Not before time, Africa is on the verge of a rapid economic expansion – but who will benefit from it? Robert Amsterdam has an idea
Since liberation swept across Africa in the Sixties, there have long been high hopes for a breakthrough economic moment – a clear set of events and circumstances that could unlock the continent’s vast potential, transforming the region into a global investment hotspot.
So far, that moment hasn’t yet come to fruition. Instead, we’ve seen many opportunities for growth squandered – sometimes by poor governance, often by conflicts and crises, and in other cases just bad timing. But many observers, myself included, feel the coming decade has the potential to be very big for Africa, and if everything finally falls into place you won’t want to be left behind.
What is different now from the past? For one thing, we are finally seeing a sweeping generational change of leadership, as many of the sclerotic despots left over from the post-independence and Cold War eras are finally being chased from power.
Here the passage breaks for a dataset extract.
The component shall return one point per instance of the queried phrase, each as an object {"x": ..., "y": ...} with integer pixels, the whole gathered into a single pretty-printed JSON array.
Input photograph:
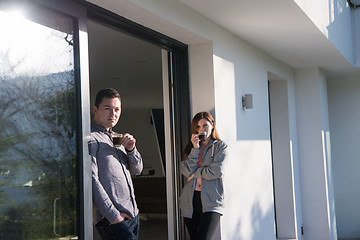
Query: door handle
[{"x": 54, "y": 223}]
Robert Mugabe is gone, there are new governments from Algeria to Gambia to Sudan, while the old stalwarts like Uganda’s Yoweri Museveni are increasingly regarded by their own citizens as illegitimate and unwelcome.
Perhaps a high point for the continent was the 2019 Nobel Prize being awarded to Ethiopian prime minister Dr Abiy Ahmed, whose pursuit of peace with Eritrea, successful political reforms and pro-growth agenda have shown many neighbours Africa’s tremendous potential with his own version of African ‘glasnost’.
In addition to fresh, youthful leadership, the continent also has its demographics trending in the right direction, with a massive population of youth about to become productive workers and avid consumers in relatively untapped markets.
Home to four of the fastest-growing economies in 2018, soon 43 per cent of Africans will join the middle and upper classes, while consumer spending is expected to reach $6.7 trillion by 2030. And yet, despite all the strong fundamentals, a paltry 0.47 per cent of global investments are destined for the region, leaving many opportunities.
Certainly, there are risks that need to be addressed, from property rights to rule of law to basic insecurity and inequality. One of the main problems has been Africa’s tremendous fragmentation. But there are finally some signs of hope for integration to take off. In March 2018, 55 member countries of the African Union signed the African Continental Free Trade Area (AfCFTA) agreement, which will eliminate tariffs on most goods, liberalise trade of services, establish mechanisms to sort out intraregional trade disputes, and eventually create a continental single market with free movement of labour and capital.
This integration is badly needed. In Europe, trade among EU members accounts for almost 7 0 per cent of exports, whereas in Africa it is around 17 per cent. If AfCFTA is successful, estimates from the UN indicate intraregional trade could reach $70 billion by 2030 – an astonishing figure.
There are already clear signs that greater integration is taking off. According to a study by the Boston Consulting Group, between 2006–07 and 2015–16 the amount of money African firms invested in Africa itself increased from $3.7 billion to $10 billion, while intraregional M&A deals jumped from 238 to 418.
China’s presence in Africa has been the subject of great attention. Beijing increased its exports to African consumers seven-fold from 2005 to 2015. But there is less discussion of Russia’s recent efforts to court African leaders and establish military supply contracts, oil deals and political cooperation agreements.
Though there are risks that Russia could become increasingly interested in election interference in Africa, generally speaking, it is Africa itself that is going to benefit from increased competition from China, Russia, India and any other global players.
These are still very early days for the Africa Opportunity. Before consumer markets can take off, they need to accomplish integration, and before integration is realistic each country needs to develop policies to offset the adjustment costs and ensure that all citizens can benefit.
Yes, the risks are there – but there is also nowhere else left in the world with so much room to grow. It would be a shame to miss it.